GENIE: Generative Note Information Extraction model for structuring EHR data

Electronic Health Records (EHRs) hold immense potential for advancing healthcare, offering rich, longitudinal data that combines structured information with valuable insights from unstructured clinical notes. However, the unstructured nature of clinical text poses significant challenges for secondary applications. Traditional methods for structuring EHR free-text data, such as rule-based systems and multi-stage pipelines, are often limited by their time-consuming configurations and inability to adapt across clinical notes from diverse healthcare settings. Few systems provide a comprehensive attribute extraction for terminologies. While giant large language models (LLMs) like GPT-4 and LLaMA 405B excel at structuring tasks, they are slow, costly, and impractical for large-scale use. To overcome these limitations, we introduce GENIE, a Generative Note Information Extraction system that leverages LLMs to streamline the structuring of unstructured clinical text into usable data with standardized format. GENIE processes entire paragraphs in a single pass, extracting entities, assertion statuses, locations, modifiers, values, and purposes with high accuracy. Its unified, end-to-end approach simplifies workflows, reduces errors, and eliminates the need for extensive manual intervention. Using a robust data preparation pipeline and fine-tuned small scale LLMs, GENIE achieves competitive performance across multiple information extraction tasks, outperforming traditional tools like cTAKES and MetaMap and can handle extra attributes to be extracted. GENIE strongly enhances real-world applicability and scalability in healthcare systems. By open-sourcing the model and test data, we aim to encourage collaboration and drive further advancements in EHR structurization.

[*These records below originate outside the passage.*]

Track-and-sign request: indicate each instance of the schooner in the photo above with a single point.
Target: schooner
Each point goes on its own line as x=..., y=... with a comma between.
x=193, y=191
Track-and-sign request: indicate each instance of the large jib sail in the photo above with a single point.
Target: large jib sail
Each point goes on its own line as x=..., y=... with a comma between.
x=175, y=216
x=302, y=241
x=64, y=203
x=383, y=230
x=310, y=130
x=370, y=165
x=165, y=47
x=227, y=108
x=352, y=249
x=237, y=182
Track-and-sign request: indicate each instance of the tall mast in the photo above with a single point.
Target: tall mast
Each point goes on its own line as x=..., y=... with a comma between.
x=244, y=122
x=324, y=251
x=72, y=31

翻译：电子健康记录（EHRs）在推进医疗保健方面具有巨大潜力，它提供了丰富、纵向的数据，将结构化信息与来自非结构化临床笔记的宝贵见解相结合。然而，临床文本的非结构化特性给二次应用带来了重大挑战。用于结构化EHR自由文本数据的传统方法，如基于规则的系统和多阶段流程，通常受限于其耗时的配置以及无法适应来自不同医疗环境的临床笔记。很少有系统能为术语提供全面的属性提取。虽然像GPT-4和LLaMA 405B这样的大型语言模型（LLMs）在结构化任务上表现出色，但它们速度慢、成本高，且不适合大规模使用。为了克服这些限制，我们引入了GENIE，这是一个生成式笔记信息提取系统，它利用LLMs将非结构化临床文本高效地结构化为具有标准化格式的可用数据。GENIE单次处理整个段落，以高准确率提取实体、断言状态、位置、修饰语、数值和目的。其统一、端到端的方法简化了工作流程，减少了错误，并消除了大量人工干预的需求。通过使用稳健的数据准备流程和经过微调的小规模LLMs，GENIE在多个信息提取任务中实现了有竞争力的性能，优于cTAKES和MetaMap等传统工具，并且能够处理待提取的额外属性。GENIE显著增强了医疗保健系统中的实际适用性和可扩展性。通过开源模型和测试数据，我们旨在鼓励合作并推动EHR结构化领域的进一步发展。